For those that have never been owned by an Irish Wolfhound it hard to understand the crowds they draw. A simple walk can turn into a production with you and your hound as the stars on a stage. I often feel like I have one of the Kardashians on the end of the lead.
Those that are owned by Hounds know all to well what it is like to walk a Super Star.
So what’s like to have a living legend at the end of your lead? A lot like the following:
Ready to walk my Hound, walking shoes on, lead on, let’s go……….nope……..STOP.
“Yep she is big.”
“She’s an Irish Wolfhound.”
“She’s so-many years old.”
“Yes she eats a lot.”
“They are a very ancient breed with a colourful history.”
and of course” No she does not have a saddle.”
blah blah blah……
Those that don’t talk to you can be heard saying the following in distance
“Look at that dog!?!?!”, “OH MY GOD!! Did see the size of that thing?!?!?!?”
“Looks like a lama, alpaca, werewolf, bear, sheep, horse, Great Dane cross sheepdog.” Trust me I have heard all of these.
Most of this happens in the car park as you getting the Hound out of the car. A simple 30 minute walk on the beach now takes up to 2 hours.

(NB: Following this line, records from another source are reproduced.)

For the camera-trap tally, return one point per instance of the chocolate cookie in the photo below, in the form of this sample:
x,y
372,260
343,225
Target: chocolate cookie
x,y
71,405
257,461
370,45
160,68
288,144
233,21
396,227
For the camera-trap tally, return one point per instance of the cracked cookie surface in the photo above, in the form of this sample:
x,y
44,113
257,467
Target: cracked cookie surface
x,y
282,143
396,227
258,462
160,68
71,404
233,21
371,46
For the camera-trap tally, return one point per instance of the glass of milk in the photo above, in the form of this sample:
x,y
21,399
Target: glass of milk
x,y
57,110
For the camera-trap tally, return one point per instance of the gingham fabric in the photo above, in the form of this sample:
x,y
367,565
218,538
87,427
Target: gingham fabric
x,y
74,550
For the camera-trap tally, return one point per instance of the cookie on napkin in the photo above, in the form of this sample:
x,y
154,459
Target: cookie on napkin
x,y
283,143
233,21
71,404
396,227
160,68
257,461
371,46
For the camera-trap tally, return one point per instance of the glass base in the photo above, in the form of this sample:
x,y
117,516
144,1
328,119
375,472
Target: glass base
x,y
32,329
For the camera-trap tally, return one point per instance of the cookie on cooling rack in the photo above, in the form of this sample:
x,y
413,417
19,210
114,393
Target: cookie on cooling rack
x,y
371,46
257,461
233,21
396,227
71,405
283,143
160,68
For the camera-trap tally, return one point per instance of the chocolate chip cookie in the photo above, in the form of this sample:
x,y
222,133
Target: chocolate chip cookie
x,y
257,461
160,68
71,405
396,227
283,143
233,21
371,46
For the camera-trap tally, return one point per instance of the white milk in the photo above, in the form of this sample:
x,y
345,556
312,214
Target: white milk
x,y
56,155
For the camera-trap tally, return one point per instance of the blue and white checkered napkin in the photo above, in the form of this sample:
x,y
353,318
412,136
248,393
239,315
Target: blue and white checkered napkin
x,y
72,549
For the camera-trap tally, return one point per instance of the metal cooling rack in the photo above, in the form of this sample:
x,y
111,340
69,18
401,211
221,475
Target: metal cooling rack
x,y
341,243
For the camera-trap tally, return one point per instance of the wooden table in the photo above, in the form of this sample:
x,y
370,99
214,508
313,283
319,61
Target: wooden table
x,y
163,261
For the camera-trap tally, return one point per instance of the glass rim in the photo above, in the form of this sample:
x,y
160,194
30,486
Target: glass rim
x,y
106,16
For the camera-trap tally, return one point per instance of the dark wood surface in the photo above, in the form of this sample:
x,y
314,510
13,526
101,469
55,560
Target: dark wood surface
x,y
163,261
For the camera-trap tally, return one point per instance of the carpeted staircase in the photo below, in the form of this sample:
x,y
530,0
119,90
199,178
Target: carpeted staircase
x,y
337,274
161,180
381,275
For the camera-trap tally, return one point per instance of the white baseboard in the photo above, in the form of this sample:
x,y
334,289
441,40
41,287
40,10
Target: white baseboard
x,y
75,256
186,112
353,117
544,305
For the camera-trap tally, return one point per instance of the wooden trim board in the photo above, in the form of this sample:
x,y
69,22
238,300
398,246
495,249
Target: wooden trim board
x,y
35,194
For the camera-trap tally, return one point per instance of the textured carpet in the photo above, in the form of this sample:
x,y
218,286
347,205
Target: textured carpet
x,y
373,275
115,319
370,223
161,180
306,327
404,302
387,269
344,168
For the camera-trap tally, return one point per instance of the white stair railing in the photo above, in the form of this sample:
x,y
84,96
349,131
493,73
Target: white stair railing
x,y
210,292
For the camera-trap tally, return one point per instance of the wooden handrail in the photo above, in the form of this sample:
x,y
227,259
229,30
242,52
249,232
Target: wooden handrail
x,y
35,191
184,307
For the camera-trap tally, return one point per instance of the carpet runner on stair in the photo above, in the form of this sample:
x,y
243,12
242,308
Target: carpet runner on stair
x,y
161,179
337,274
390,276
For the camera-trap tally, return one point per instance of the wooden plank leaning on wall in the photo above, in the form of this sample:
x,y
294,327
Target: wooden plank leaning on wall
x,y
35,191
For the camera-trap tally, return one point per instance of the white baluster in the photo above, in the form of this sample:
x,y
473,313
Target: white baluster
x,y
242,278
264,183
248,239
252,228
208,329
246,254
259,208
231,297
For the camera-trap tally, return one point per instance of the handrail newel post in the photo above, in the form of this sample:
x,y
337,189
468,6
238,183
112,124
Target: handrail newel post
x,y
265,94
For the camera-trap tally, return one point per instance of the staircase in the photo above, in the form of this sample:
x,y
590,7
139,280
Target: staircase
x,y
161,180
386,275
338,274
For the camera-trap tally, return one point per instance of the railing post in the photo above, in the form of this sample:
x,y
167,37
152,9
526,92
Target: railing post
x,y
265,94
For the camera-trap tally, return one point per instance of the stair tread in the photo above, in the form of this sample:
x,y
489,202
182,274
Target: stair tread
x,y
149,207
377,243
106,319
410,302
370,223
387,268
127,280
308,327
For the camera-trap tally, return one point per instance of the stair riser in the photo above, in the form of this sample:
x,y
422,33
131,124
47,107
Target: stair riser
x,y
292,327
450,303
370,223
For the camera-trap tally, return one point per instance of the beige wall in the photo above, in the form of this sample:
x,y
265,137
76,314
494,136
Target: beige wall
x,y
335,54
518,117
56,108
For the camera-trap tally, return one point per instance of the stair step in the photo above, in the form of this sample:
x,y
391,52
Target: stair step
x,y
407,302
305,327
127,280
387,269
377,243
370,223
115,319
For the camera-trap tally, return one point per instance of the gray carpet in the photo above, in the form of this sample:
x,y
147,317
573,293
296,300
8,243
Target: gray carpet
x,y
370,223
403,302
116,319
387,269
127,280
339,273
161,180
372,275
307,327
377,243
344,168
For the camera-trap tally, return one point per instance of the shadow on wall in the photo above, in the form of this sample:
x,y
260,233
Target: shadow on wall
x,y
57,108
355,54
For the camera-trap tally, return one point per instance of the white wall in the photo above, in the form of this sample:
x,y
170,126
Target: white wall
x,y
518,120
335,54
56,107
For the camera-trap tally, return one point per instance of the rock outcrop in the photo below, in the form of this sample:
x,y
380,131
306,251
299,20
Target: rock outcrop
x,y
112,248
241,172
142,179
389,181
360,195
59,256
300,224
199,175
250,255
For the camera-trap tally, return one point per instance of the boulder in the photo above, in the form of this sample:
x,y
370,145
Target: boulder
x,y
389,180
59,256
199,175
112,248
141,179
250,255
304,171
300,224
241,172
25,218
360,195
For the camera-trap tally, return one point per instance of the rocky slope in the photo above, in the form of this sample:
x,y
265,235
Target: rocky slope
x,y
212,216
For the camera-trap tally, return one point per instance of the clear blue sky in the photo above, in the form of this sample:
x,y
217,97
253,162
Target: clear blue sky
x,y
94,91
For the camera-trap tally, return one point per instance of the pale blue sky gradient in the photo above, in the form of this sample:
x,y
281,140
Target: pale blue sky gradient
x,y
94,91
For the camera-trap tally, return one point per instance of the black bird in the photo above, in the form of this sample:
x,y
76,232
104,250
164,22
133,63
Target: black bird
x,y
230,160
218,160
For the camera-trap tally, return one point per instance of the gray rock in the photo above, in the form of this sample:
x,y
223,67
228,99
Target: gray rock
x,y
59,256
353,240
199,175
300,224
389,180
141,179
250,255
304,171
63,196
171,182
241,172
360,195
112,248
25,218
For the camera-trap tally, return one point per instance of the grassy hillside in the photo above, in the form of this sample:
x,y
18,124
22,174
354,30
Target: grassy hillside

The walking is done is 10 step spurts, before the next curious person stops you to talk to your dog.
At times I have had long and in-depth conversation with people who otherwise would not give me a second glance.
I understand people’s amazement at this breed. I have shared my life and soul with 2 over the past 12 years and I am still amazed by them daily. I would also be the first to walk up to another Irish Wolfhound owner and start chatting. So I get it and I accept it. I’ve realised I don’t walk a dog, I walk a furry people magnet.

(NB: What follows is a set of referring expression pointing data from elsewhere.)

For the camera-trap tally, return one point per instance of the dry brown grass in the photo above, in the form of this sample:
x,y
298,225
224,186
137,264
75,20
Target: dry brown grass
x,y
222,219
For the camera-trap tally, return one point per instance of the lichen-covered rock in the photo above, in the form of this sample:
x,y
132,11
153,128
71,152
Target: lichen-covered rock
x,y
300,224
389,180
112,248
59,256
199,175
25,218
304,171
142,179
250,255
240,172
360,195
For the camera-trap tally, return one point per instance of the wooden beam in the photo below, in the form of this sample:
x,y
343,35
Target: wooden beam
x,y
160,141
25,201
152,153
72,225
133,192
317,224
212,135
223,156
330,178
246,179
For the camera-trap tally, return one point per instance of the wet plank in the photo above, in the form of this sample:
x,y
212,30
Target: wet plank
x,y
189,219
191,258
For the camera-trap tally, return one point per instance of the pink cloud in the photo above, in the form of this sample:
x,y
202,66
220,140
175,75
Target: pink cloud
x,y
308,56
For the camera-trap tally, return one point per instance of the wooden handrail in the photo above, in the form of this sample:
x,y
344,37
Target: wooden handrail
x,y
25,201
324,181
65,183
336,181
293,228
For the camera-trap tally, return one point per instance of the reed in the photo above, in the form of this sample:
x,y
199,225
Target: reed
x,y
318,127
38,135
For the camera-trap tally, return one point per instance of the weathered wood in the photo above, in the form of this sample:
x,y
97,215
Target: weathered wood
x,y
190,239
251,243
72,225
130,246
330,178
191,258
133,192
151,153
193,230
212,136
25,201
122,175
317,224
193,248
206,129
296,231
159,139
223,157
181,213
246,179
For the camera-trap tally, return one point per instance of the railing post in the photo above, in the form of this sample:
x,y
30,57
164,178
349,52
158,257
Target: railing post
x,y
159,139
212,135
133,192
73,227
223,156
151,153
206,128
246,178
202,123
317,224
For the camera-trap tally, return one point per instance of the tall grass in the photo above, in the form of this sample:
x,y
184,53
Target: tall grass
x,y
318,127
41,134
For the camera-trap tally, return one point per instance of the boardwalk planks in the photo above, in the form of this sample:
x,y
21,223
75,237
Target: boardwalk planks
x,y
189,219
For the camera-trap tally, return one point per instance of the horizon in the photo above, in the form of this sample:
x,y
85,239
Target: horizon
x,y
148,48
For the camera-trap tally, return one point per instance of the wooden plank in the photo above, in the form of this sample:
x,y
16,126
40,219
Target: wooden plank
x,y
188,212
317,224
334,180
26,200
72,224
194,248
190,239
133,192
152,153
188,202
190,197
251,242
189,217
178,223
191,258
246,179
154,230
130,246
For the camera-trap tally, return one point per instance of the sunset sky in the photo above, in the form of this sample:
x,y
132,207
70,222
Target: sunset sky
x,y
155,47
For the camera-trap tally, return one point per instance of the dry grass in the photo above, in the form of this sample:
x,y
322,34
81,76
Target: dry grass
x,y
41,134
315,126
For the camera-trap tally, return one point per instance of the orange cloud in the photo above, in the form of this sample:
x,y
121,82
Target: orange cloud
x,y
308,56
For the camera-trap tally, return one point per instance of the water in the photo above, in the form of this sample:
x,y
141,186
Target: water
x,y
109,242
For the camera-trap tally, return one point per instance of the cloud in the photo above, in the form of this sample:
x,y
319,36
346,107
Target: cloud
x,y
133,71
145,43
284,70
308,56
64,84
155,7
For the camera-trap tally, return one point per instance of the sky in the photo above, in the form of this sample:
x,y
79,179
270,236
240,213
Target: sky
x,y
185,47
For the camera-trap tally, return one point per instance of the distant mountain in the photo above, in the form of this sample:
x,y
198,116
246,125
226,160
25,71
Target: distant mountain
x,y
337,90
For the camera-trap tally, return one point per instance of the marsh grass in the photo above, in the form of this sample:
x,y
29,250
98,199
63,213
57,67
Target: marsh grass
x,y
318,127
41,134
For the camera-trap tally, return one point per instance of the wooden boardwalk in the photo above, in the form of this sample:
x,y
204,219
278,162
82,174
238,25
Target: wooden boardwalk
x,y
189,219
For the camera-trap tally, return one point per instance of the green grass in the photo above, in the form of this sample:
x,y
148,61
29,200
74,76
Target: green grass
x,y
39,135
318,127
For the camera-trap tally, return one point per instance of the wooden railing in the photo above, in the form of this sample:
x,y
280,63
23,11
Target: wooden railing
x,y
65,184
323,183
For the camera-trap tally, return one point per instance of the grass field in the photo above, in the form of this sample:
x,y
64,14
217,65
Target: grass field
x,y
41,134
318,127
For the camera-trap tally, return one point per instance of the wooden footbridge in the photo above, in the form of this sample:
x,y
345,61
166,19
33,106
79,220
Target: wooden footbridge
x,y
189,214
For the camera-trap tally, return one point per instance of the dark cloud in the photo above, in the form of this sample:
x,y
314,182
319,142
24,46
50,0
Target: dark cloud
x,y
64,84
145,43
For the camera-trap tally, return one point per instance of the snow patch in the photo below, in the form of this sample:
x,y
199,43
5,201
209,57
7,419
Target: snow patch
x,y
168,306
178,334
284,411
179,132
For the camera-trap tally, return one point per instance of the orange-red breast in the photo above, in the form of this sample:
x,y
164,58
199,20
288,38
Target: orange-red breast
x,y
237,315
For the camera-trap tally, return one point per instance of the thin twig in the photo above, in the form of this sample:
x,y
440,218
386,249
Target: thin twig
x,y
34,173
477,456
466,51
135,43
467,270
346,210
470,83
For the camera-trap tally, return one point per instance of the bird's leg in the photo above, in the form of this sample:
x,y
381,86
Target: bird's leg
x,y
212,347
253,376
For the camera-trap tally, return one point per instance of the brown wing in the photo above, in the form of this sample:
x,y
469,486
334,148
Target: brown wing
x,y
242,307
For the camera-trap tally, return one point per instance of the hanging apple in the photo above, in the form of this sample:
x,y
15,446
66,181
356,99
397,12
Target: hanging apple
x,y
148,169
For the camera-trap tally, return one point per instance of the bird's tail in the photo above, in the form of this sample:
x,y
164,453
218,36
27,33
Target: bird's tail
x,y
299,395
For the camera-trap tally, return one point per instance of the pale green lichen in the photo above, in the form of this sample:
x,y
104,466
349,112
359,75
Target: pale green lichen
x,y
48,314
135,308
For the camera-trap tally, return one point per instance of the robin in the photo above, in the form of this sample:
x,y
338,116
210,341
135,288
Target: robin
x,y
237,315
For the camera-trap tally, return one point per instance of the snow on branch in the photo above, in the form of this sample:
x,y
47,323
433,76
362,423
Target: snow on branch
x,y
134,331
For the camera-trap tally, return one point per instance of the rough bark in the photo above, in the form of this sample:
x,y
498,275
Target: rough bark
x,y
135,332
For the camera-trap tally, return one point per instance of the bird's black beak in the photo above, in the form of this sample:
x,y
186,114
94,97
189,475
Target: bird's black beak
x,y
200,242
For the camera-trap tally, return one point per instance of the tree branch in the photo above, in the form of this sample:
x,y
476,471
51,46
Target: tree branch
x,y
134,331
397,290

What I wonder is – do these Hounds search us out for this reason? To become their voices and in turn teach others about them as they teach us. Why us?
I’m generally quite shy, (for those that know me, stop laughing!) I can be outspoken online, after all I’m hiding behind a computer and no one would know me if they fell over me. But I’m the last person to want to be the centre of attention. Around my friends and family, sure I’m obnoxious, but around strangers completely different. But put my Hound beside me and I don’t mind the attention we draw.
Over the years I have had some amazing conversations with these curious strangers. I have been able to not only share my knowledge about this breed but I have also been able to bask in the spell these giants cast over everyone they meet.
I have been stopped by young and old, the upper class and the homeless. I have been asked by police officers if they can take a photo with them, Life Guards have lined up with my last girl to get photo’s in front of the Life Guard tower. Along with the family photos, kids and of course the tiny dog standing beside the giant shots. People I have never met before and will never meet again have my Hounds inside their family photo albums.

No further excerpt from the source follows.